La moneda y el valor

Respecto a  las disquisiciones  que acerca de la esquiva eternidad nos ocuparon, y en nuestro post también perezosa, puesto que a estos doctos teólogos el reconocimiento les llegó muchos siglos después, apuntamos lo siguiente. Sus manuales referentes a temas  de moralidad y de comercio, no tuvieron una amplia difusión en la época, como la obra más leída de Tomás de Mercado, Suma de tratos y contratos; ni siquiera fueron recibidos con laureles por los monarcas, cosa que ocurrió con los arbitristas, diana de muchas chanzas en la literatura económica y en la no económica desde luego, aunque un análisis más detenido de su legado hubiese significado que sus hipótesis de trabajo  no fueron tan descabelladas y que los españoles llevamos a un arbitrista revoloteando sobre nuestras cabezas. ¿Quién no ha dicho que faltan o sobran funcionarios, en las encendidas tertulias en las que arreglamos con cuatro berridos extemporáneos, los males del país derivados de la crisis?

A vuelapluma, digamos de los arbitristas, que en una España del S. XVI, estancada en el ámbito económico, dictaban arbitrios que buscaban conducir al país a mejoras en su gestión. Porque a pesar del aluvión de metales preciosos que anegaban nuestros puertos y Sevilla, nuestro país experimentó severos problemas económicos y de Hacienda (el estado de guerra casi continuo de los Austrias y la maldición del oro, no sólo llenó de telarañas las arcas reales sino que las tiñó de rojo). El propio Gresham se sorprendió en una visita a España (s. XVI) de la escasez de  numerario que evidenció en Sevilla, cuando realizaba transacciones y negocios propios. Una circunstancia inexplicable, pero que daría pie a otro post. Los Austrias incautaron grandes sumas a los banqueros y cambistas, lo que llevaba asociados muchos efectos perversos y así entra dentro de la lógica, que los capitales enseguida se movilizasen pese a que las operaciones no tuviesen a priori un buen marchamo.

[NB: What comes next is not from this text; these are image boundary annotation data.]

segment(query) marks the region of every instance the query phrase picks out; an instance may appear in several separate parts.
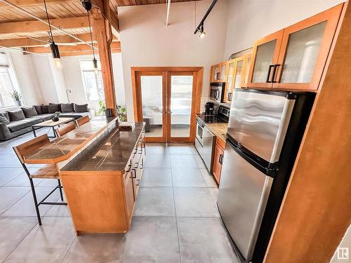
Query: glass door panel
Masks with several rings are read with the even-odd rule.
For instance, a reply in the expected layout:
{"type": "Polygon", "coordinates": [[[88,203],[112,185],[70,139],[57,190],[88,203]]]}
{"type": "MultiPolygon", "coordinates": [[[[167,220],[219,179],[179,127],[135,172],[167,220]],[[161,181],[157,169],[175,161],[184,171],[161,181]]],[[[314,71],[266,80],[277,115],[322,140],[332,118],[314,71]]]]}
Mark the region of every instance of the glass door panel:
{"type": "Polygon", "coordinates": [[[281,83],[309,83],[319,51],[326,22],[290,34],[281,83]]]}
{"type": "Polygon", "coordinates": [[[162,76],[140,76],[143,119],[145,137],[163,137],[162,76]]]}
{"type": "Polygon", "coordinates": [[[265,83],[270,66],[273,65],[277,39],[265,43],[257,47],[255,65],[253,65],[253,83],[265,83]]]}
{"type": "Polygon", "coordinates": [[[193,90],[192,72],[170,77],[170,119],[172,138],[190,138],[193,90]]]}
{"type": "Polygon", "coordinates": [[[309,83],[319,51],[326,22],[291,34],[281,83],[309,83]]]}

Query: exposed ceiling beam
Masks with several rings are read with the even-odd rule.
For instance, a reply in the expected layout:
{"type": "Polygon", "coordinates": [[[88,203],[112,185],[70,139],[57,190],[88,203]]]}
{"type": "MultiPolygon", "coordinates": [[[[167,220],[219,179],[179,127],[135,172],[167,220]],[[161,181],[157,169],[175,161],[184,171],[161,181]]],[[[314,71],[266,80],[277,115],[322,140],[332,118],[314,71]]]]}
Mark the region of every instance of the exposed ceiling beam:
{"type": "MultiPolygon", "coordinates": [[[[98,47],[98,45],[94,44],[96,47],[98,47]]],[[[60,46],[58,47],[58,49],[60,50],[60,55],[62,53],[69,53],[69,52],[79,52],[79,51],[88,51],[91,52],[91,47],[81,44],[81,45],[77,45],[74,46],[60,46]]],[[[50,53],[51,49],[50,48],[44,48],[44,47],[32,47],[32,48],[27,48],[28,51],[33,52],[35,53],[50,53]]],[[[111,50],[119,50],[119,52],[121,51],[121,43],[120,42],[112,42],[111,44],[111,50]]]]}
{"type": "MultiPolygon", "coordinates": [[[[76,35],[79,39],[84,41],[91,41],[89,34],[81,34],[76,35]]],[[[55,42],[56,43],[79,43],[80,41],[77,39],[72,39],[69,36],[55,36],[55,42]]],[[[113,41],[117,41],[117,39],[114,37],[113,41]]],[[[29,47],[29,46],[41,46],[45,45],[43,41],[48,41],[48,36],[46,37],[36,37],[36,38],[23,38],[15,39],[3,39],[0,40],[0,46],[6,47],[29,47]]]]}
{"type": "MultiPolygon", "coordinates": [[[[119,32],[119,22],[117,18],[117,12],[111,8],[109,0],[91,0],[91,3],[102,12],[105,18],[111,24],[111,26],[119,32]]],[[[113,32],[113,30],[112,30],[113,32]]],[[[119,36],[116,36],[119,37],[119,36]]]]}
{"type": "MultiPolygon", "coordinates": [[[[17,6],[24,7],[24,6],[42,6],[43,0],[8,0],[8,1],[17,6]]],[[[46,4],[65,4],[65,3],[72,3],[77,2],[77,0],[46,0],[46,4]]],[[[0,2],[0,8],[3,7],[8,7],[8,6],[4,3],[0,2]]]]}
{"type": "MultiPolygon", "coordinates": [[[[50,23],[62,29],[89,27],[86,16],[51,19],[50,23]]],[[[48,26],[41,21],[34,20],[0,23],[0,37],[1,34],[33,33],[41,31],[48,31],[48,26]]]]}

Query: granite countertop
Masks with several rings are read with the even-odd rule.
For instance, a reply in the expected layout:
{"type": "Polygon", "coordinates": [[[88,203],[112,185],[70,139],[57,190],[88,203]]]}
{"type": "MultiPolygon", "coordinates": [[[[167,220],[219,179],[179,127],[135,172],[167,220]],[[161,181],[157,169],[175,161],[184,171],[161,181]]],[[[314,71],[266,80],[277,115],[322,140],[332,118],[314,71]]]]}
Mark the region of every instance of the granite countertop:
{"type": "Polygon", "coordinates": [[[100,131],[109,126],[116,126],[115,117],[97,117],[69,133],[41,146],[25,156],[28,163],[56,163],[67,159],[100,131]]]}
{"type": "Polygon", "coordinates": [[[228,123],[206,123],[206,126],[216,136],[225,142],[228,123]]]}
{"type": "Polygon", "coordinates": [[[123,171],[143,131],[135,123],[132,130],[109,130],[69,162],[62,171],[123,171]]]}

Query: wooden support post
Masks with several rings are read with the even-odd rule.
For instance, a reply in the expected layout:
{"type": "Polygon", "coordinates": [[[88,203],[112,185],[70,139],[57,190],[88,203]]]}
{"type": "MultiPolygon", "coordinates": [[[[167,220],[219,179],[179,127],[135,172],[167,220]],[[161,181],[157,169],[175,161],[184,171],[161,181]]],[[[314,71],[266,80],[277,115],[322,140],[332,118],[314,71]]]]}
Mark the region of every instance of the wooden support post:
{"type": "Polygon", "coordinates": [[[105,20],[98,8],[91,11],[93,32],[99,48],[101,72],[104,83],[105,100],[106,107],[112,109],[112,114],[117,116],[116,97],[113,80],[112,59],[111,57],[111,41],[112,40],[111,25],[105,20]]]}
{"type": "Polygon", "coordinates": [[[350,224],[350,5],[340,22],[265,263],[329,262],[350,224]]]}

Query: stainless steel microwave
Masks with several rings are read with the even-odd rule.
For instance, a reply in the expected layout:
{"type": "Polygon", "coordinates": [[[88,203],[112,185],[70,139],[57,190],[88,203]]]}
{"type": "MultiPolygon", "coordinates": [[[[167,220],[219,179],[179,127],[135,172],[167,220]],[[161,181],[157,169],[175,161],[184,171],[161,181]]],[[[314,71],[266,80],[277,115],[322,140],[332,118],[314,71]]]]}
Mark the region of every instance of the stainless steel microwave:
{"type": "Polygon", "coordinates": [[[218,102],[223,102],[225,92],[224,82],[212,82],[210,83],[210,97],[218,102]]]}

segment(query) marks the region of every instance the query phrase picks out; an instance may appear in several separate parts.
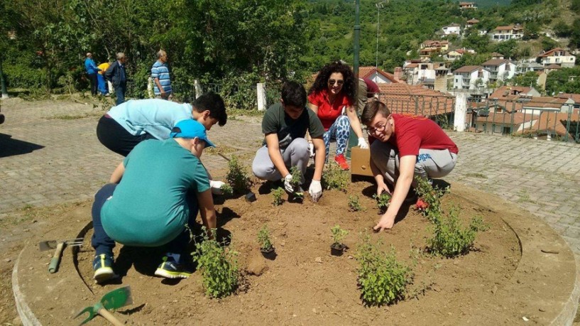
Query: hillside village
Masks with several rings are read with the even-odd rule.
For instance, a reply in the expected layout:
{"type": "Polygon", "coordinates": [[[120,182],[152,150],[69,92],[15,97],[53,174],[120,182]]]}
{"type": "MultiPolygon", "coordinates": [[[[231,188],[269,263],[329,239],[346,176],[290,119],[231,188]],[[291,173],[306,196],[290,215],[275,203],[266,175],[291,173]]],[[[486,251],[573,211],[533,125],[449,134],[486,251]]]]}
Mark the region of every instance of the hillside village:
{"type": "MultiPolygon", "coordinates": [[[[474,2],[461,2],[459,6],[465,11],[478,8],[474,2]]],[[[475,33],[485,36],[492,43],[526,42],[522,40],[524,27],[519,23],[498,26],[489,31],[480,29],[480,21],[476,18],[463,25],[442,26],[435,33],[439,39],[425,40],[420,44],[418,58],[405,60],[393,72],[361,67],[359,76],[377,82],[383,100],[388,101],[393,97],[389,94],[393,92],[410,95],[411,107],[420,106],[413,105],[412,102],[417,100],[412,96],[444,99],[442,103],[450,105],[451,102],[445,99],[463,93],[469,103],[466,129],[471,131],[533,134],[535,137],[578,141],[580,94],[549,93],[546,89],[550,74],[576,66],[574,54],[570,50],[554,47],[515,60],[493,52],[479,65],[457,65],[464,57],[478,53],[472,48],[454,46],[458,42],[449,40],[461,40],[475,33]]],[[[576,77],[569,76],[569,81],[576,77]]],[[[407,111],[412,113],[412,109],[407,111]]],[[[439,113],[436,109],[425,115],[439,113]]]]}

Mejor una inversión dudosa, a que la corona te incaute los caudales a cambio de una promesa vaga, demasiado vaga de pago, dado que sus finanzas se agravaban en una espiral interminable.


Recapitulando, los arbitristas proponían arbitrios en este entorno de economía constreñida. Si de este arbitrio se derivaba una ganancia para el reino, el arbitrista obtendría un beneficio como recompensa. En este punto, nos viene a la memoria el retrato descarnado que de los arbitristas lleva a cabo un socarrón Quevedo en El Buscón- menuda obra maestra a edad tan tierna, - A la estela del Buscón se le suma un arbitrista, muy pagado de sí mismo, al que se le ocurre que al Monarca se le borrarían todos los quebraderos de cabeza en la toma de Ostende, si con unas esponjas gigantes se secase la zona costera. ¿A quién nos recordarían los arbitristas de Quevedo? A un delirante Krugman que propone una invasión alienígena como un tonificante para las economías en crisis. Un último inciso, Max Weber, conocedor de la existencia de los escolásticos españoles cae en su telaraña de prejuicios, para desestimar que las apolilladas sotanas y sobre todo catolicísimas, produjesen muchos siglos antes estas ideas con las que vislumbraron relaciones causales muy complejas. Hasta los eruditos son muchas veces presos de sus ideas preconcebidas.